Flight Z92100 was en route from Almaty, Kazakhstan’s largest city, to the capital of Nur-Sultan.
A Reuters reporter close to the scene said there was heavy fog in the crash area but the cause of the crash is not known.
Almaty’s airport said there were 93 passengers and five crew on board.
It said the plane lost height at 07:22 local time (01:22 GMT), before striking a concrete barrier and crashing into a two-storey building. There was no fire upon impact.
Kazakhstan’s interior ministry said six children were among the dead, citing preliminary information.
The Flightradar24 aviation information website said the flight departed at 01:21 GMT, and “the last signal was received in that same minute”. It said Bek Air Flight Z92100 was a Fokker 100 plane.
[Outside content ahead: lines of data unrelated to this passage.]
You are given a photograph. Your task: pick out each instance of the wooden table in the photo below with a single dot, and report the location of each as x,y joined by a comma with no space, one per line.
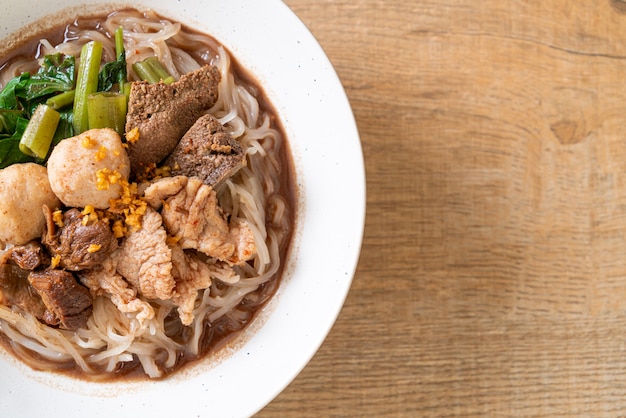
492,278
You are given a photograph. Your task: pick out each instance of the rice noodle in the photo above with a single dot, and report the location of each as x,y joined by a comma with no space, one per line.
111,338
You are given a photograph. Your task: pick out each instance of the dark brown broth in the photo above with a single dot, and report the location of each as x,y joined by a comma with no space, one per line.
223,331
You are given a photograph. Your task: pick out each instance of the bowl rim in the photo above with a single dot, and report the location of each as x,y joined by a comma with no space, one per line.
307,80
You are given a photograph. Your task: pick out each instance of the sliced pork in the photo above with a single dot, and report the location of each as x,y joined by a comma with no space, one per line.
192,274
194,218
105,280
145,260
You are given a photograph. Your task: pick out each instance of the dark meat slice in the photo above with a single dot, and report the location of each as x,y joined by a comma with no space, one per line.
79,246
29,256
15,290
162,113
207,151
68,304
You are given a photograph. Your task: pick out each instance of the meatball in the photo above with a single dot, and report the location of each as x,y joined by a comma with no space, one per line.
24,189
88,169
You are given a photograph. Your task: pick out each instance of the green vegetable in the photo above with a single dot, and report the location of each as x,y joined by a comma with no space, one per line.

Footage has emerged of rescuers working at the scene. In it, a woman can be heard calling for an ambulance and the cockpit of the plane is seen wedged into the side of the building.
A special commission will be set up to determine the cause of the crash.
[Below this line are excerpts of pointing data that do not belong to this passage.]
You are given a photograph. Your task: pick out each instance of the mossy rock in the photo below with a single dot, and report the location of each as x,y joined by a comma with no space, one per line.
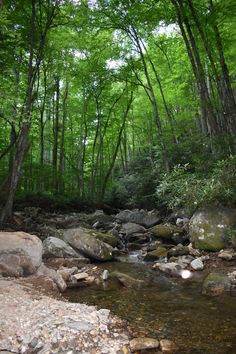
85,242
104,237
160,252
212,229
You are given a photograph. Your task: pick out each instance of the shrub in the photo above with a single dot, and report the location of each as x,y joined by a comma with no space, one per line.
184,188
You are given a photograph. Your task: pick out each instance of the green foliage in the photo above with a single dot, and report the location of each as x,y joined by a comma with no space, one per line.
135,187
185,188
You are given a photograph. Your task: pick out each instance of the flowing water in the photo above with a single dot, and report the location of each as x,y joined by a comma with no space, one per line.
167,308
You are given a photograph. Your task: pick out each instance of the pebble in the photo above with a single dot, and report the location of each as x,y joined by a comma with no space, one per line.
167,346
197,264
48,325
Kazakhstan’s President Qasym-Jomart Toqayev expressed “deep condolences” to the victims’ relatives. He also said that “all those responsible will be severely punished in accordance with the law”.
Bek Air was founded in 1999, targeting VIP flight operations, the company’s website says. Nowadays, the company describes itself as Kazakhstan’s first low-cost airline. Its fleet is made up of seven Fokker-100 aircraft.
This is not the first serious plane crash in the city. On 29 January 2013, a passenger plane travelling from the northern town of Kokshetau came down near Almaty, killing 20 people.
A month earlier, 27 people died when a military plane carrying senior Kazakh security officials crashed in the south of the country.